New research on the weight of the Milky Way has challenged NASA’s findings on this issue. According to a study published on arxicv.org on 9 December, the mass of our galaxy is drastically lower than previously estimated. NASA working together with the European Space Agency found out that the mass of the Milky Way stands at whopping 1.5 trillion solar masses, meaning it weighs 1.5 trillion times more than the Sun. Yet according to a paper titled “a robust estimate of the Milky Way mass from rotation curve data” the weight of our galaxy is considerably modest, just 890 billion solar masses.
The study noted: “We have used rotation curve data to estimate the dark and total mass of the Milky Way and performed a careful assessment of the robustness of these estimates". Much of the weight is attributed not to stars in our galaxy, but to dark matter and supermassive black hole Sagittarius A, which weighs more than 4 million times more than the Sun. The new study also revealed the width of the Milky way, claiming it is about 250,000 light years across.

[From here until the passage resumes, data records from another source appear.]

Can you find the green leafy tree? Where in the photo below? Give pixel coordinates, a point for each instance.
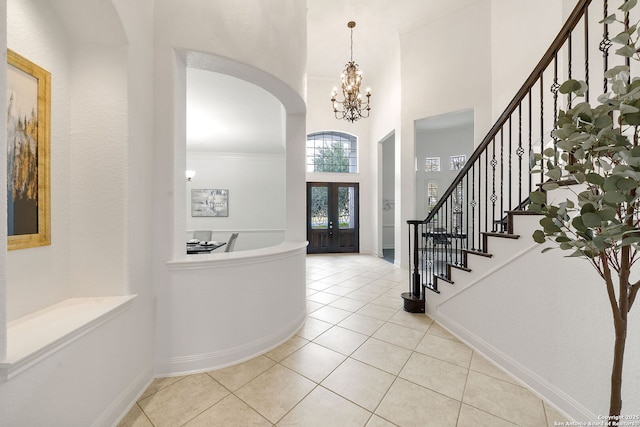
(598, 149)
(333, 158)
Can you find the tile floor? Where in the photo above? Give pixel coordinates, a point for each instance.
(359, 360)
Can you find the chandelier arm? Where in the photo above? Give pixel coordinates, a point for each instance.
(354, 107)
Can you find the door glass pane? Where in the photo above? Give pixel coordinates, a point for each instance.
(319, 207)
(346, 200)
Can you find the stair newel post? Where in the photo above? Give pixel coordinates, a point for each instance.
(414, 301)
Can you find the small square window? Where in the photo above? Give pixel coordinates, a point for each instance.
(458, 162)
(432, 164)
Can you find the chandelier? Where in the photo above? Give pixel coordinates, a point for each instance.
(352, 107)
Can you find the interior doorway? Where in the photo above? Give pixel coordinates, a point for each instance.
(332, 217)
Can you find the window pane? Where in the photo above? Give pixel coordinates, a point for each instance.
(319, 207)
(432, 164)
(332, 152)
(346, 207)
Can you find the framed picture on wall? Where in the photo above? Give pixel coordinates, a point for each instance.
(210, 202)
(28, 134)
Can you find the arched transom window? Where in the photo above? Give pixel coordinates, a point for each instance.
(331, 151)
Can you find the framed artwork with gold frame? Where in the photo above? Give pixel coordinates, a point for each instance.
(28, 153)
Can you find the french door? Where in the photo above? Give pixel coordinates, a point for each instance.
(332, 217)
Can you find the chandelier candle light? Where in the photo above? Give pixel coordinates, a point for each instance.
(353, 106)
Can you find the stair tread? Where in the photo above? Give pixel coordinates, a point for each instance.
(479, 253)
(443, 278)
(522, 213)
(458, 267)
(502, 235)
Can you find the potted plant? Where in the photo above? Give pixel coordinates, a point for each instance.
(598, 147)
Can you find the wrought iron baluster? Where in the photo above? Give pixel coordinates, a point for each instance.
(520, 152)
(493, 196)
(473, 206)
(604, 46)
(586, 52)
(541, 127)
(554, 89)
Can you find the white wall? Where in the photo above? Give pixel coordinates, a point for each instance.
(441, 143)
(257, 199)
(545, 319)
(100, 122)
(388, 193)
(275, 63)
(33, 33)
(521, 32)
(3, 193)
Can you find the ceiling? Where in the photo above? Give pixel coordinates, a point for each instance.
(216, 121)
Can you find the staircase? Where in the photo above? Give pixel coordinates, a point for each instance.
(475, 268)
(493, 186)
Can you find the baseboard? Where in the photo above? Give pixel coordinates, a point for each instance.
(125, 401)
(185, 365)
(561, 401)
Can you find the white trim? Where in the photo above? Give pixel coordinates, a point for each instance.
(121, 405)
(238, 259)
(535, 383)
(35, 337)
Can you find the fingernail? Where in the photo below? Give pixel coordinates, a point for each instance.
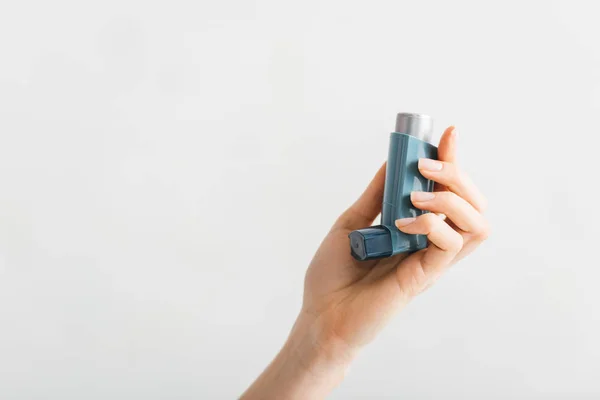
(454, 133)
(430, 165)
(422, 196)
(404, 221)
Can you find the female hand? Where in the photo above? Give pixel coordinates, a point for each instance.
(347, 302)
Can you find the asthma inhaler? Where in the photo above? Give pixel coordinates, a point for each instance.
(410, 141)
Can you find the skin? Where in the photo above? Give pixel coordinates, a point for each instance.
(347, 302)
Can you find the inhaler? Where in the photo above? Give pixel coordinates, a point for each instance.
(410, 141)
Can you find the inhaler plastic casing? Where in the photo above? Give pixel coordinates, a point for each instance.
(408, 143)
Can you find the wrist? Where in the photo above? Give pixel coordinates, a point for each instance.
(322, 355)
(309, 365)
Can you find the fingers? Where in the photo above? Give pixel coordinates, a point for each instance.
(458, 210)
(444, 242)
(449, 175)
(447, 146)
(367, 207)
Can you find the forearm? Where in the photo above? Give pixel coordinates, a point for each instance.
(305, 368)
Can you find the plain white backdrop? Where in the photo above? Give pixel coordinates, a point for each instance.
(167, 170)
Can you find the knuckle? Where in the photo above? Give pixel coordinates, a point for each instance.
(457, 242)
(446, 197)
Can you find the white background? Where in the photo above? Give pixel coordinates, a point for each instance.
(167, 170)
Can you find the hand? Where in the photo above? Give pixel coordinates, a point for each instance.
(347, 302)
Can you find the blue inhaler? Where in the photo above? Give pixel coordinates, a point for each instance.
(410, 141)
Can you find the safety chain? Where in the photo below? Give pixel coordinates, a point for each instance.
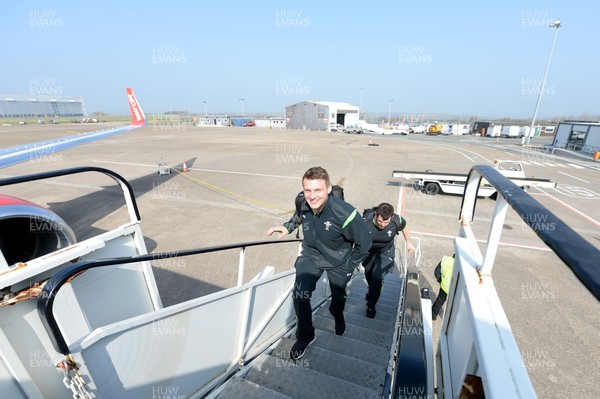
(73, 379)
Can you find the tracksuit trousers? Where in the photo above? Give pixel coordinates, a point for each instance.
(307, 276)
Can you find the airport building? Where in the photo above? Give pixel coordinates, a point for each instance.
(578, 136)
(31, 106)
(215, 120)
(320, 115)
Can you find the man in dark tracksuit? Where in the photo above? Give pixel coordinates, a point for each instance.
(336, 240)
(383, 225)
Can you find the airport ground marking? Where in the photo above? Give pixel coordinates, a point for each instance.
(285, 211)
(576, 211)
(203, 170)
(574, 177)
(455, 150)
(217, 187)
(508, 244)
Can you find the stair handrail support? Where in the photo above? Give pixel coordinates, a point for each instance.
(476, 337)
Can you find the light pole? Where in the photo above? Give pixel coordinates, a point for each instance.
(555, 24)
(242, 102)
(360, 101)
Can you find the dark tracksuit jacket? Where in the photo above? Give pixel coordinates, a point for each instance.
(334, 237)
(336, 240)
(381, 255)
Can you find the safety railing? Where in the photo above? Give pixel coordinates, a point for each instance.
(134, 214)
(52, 287)
(476, 340)
(410, 377)
(577, 253)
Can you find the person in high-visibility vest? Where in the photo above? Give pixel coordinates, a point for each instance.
(443, 274)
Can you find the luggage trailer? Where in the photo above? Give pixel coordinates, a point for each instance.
(432, 183)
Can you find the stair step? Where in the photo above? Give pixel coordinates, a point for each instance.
(351, 347)
(361, 310)
(241, 388)
(362, 321)
(383, 300)
(295, 379)
(352, 331)
(356, 302)
(338, 365)
(389, 296)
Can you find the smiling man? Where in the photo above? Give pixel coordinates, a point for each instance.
(336, 240)
(383, 225)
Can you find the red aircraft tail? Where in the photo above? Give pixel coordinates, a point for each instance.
(137, 115)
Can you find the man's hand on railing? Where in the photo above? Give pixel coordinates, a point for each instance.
(278, 229)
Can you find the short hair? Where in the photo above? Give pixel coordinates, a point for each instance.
(385, 210)
(317, 173)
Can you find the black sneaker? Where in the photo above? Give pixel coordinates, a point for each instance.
(371, 313)
(299, 348)
(340, 326)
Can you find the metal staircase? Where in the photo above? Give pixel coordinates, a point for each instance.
(353, 365)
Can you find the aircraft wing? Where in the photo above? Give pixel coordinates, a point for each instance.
(13, 155)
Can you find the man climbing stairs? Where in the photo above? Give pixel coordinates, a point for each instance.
(354, 365)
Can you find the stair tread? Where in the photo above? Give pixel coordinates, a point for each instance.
(294, 379)
(391, 296)
(385, 327)
(361, 310)
(348, 368)
(356, 332)
(241, 388)
(353, 301)
(351, 347)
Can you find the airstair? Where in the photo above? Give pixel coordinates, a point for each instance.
(235, 343)
(354, 365)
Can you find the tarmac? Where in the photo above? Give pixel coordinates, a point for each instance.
(242, 181)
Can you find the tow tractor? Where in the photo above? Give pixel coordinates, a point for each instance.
(452, 183)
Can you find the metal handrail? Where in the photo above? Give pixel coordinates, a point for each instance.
(577, 253)
(46, 298)
(134, 213)
(410, 371)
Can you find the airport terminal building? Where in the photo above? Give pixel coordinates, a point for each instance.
(320, 115)
(31, 106)
(578, 136)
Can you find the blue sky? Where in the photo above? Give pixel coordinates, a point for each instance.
(465, 58)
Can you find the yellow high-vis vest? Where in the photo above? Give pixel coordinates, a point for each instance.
(447, 265)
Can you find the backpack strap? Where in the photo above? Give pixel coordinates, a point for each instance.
(298, 201)
(399, 222)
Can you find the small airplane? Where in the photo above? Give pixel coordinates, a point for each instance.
(19, 219)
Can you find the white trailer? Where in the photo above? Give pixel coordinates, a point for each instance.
(432, 183)
(494, 131)
(510, 131)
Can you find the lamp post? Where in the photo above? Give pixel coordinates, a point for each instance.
(360, 101)
(242, 102)
(555, 24)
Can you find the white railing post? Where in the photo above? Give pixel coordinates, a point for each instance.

There have been numerous attempts to measure the weight of the Milky Way. Some have put it at 500 billion solar masses, while others labelled it at 3 trillion solar masses. It is hard for scientists to make exact calculations due to the Earth’s position inside the galaxy. It is easier for scientists to measure the weight of nearby bodies, like the Andromeda galaxy, because they can observe them in full.